TNF, a prototype inflammatory cytokine, plays a crucial role in mammalian immunity and vascular inflammation. Decreased eNOS expression and NO bioavailability are mainly associated with TNF-α-induced endothelial dysfunction. The interaction between TNF-α and TNFR (TNF receptor) 1 induces the expression of EC adhesion molecules (ICAM-1, VCAM-1, and E-selectin), resulting in increased leukocyte adhesion to the endothelial surface and enhanced transendothelial migration. Besides, TNF-α affects EC anticoagulant properties through TF (tissue factor), which contributes to thrombin generation, fibrin clot formation, and intravascular fibrin deposition. Besides favoring coagulation, TNF-α impairs fibrinolysis through suppressed tissue-type plasminogen activator (tPA) expression via NF-κB and p38 MAPK signaling pathways. Furthermore, TNF-α increases the rate of EC apoptosis in a concentration-and time-dependent manner. Low concentrations of TNF-α contribute to ischemic preconditioning protection, while high concentrations of TNF-α aggravate myocardial dysfunction, MI, myocardial hypertrophy, fibrosis, and apoptosis. Given the crucial role of TNF-α, blocking TNF signaling by biologics (infliximab, etanercept, adalimumab, golimumab, and certolizumab pegol) that directly bind to either TNF or TNFR is an effective therapeutic approach for inflammatory diseases. However, their efficacy in treating CVD remains unknown [109, 110].

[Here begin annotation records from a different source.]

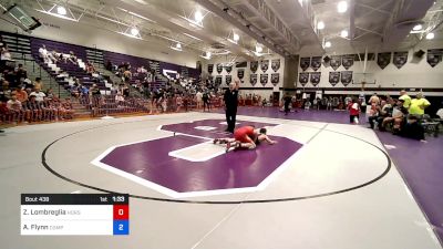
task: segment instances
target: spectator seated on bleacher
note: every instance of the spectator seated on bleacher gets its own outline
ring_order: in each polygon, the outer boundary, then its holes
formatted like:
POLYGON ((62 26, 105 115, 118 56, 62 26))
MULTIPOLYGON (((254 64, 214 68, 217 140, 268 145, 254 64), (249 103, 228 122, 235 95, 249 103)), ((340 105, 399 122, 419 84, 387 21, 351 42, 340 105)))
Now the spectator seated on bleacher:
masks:
POLYGON ((424 139, 424 128, 418 122, 418 117, 415 115, 409 115, 406 123, 403 125, 399 135, 421 142, 426 142, 424 139))
POLYGON ((114 71, 114 66, 112 65, 112 62, 110 60, 107 60, 104 69, 111 72, 114 71))
POLYGON ((43 60, 44 63, 54 63, 54 62, 53 62, 52 54, 51 54, 51 58, 50 58, 50 53, 48 52, 47 45, 45 45, 45 44, 43 44, 43 45, 39 49, 39 56, 40 56, 40 59, 43 60))
POLYGON ((47 96, 47 94, 44 94, 43 92, 41 92, 40 87, 35 87, 34 92, 32 92, 30 94, 30 96, 35 96, 35 101, 37 102, 43 102, 44 97, 47 96))
POLYGON ((391 115, 389 117, 383 118, 383 122, 381 123, 382 128, 392 126, 393 134, 400 133, 401 127, 404 124, 404 120, 408 115, 408 110, 403 106, 403 104, 404 104, 403 100, 396 101, 395 106, 393 106, 392 108, 391 115))
POLYGON ((35 77, 33 89, 34 90, 37 90, 37 89, 42 90, 43 89, 43 82, 41 81, 41 77, 35 77))
POLYGON ((69 73, 64 72, 63 70, 59 71, 59 74, 55 76, 55 79, 66 79, 69 77, 69 73))
POLYGON ((137 73, 146 74, 147 70, 145 69, 144 65, 142 65, 141 68, 137 69, 137 73))
POLYGON ((418 93, 415 98, 411 101, 409 106, 409 113, 418 117, 423 116, 424 110, 427 108, 431 103, 424 98, 423 93, 418 93))
POLYGON ((19 66, 16 69, 16 77, 20 84, 28 79, 28 72, 25 69, 23 69, 23 64, 19 64, 19 66))
POLYGON ((72 64, 78 64, 78 61, 76 61, 78 59, 76 59, 76 56, 75 56, 75 53, 74 52, 72 52, 72 51, 70 51, 70 53, 69 53, 69 56, 68 56, 68 61, 70 61, 72 64))
POLYGON ((13 91, 12 94, 16 94, 17 100, 20 101, 21 103, 24 103, 28 101, 28 93, 24 91, 24 86, 19 87, 18 90, 13 91))
POLYGON ((90 75, 95 73, 95 66, 90 61, 86 62, 86 73, 90 75))
POLYGON ((11 116, 12 120, 18 120, 20 114, 22 114, 22 106, 21 102, 17 100, 17 95, 12 94, 11 100, 7 102, 7 107, 8 107, 8 115, 11 116))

The pathogenesis of SARS-CoV-2 infection can be divided in 2 ways: direct damage to organs and indirect damage caused by cytokine storm. This infection can cause lasting effects even after the patient has tested negative, which is called as long-term effect of COVID-19. One of these long-term effects is endothelial damage caused by direct endothelial cell infection and increasing endothelial cell apoptosis infection due to a cytokine storm. Cytokine storm increases the expression of Fas and Fas ligand; these proteins play a role in the mechanism of extrinsic apoptosis. This causes damage to the endothelial cells, leading to cardiovascular disease. This endothelial damage can be identified by increasing several blood markers such as interleukin-6, high sensitivity C-reactive protein, hs-troponin I, and tumor necrosis factor-alpha (fig. 5).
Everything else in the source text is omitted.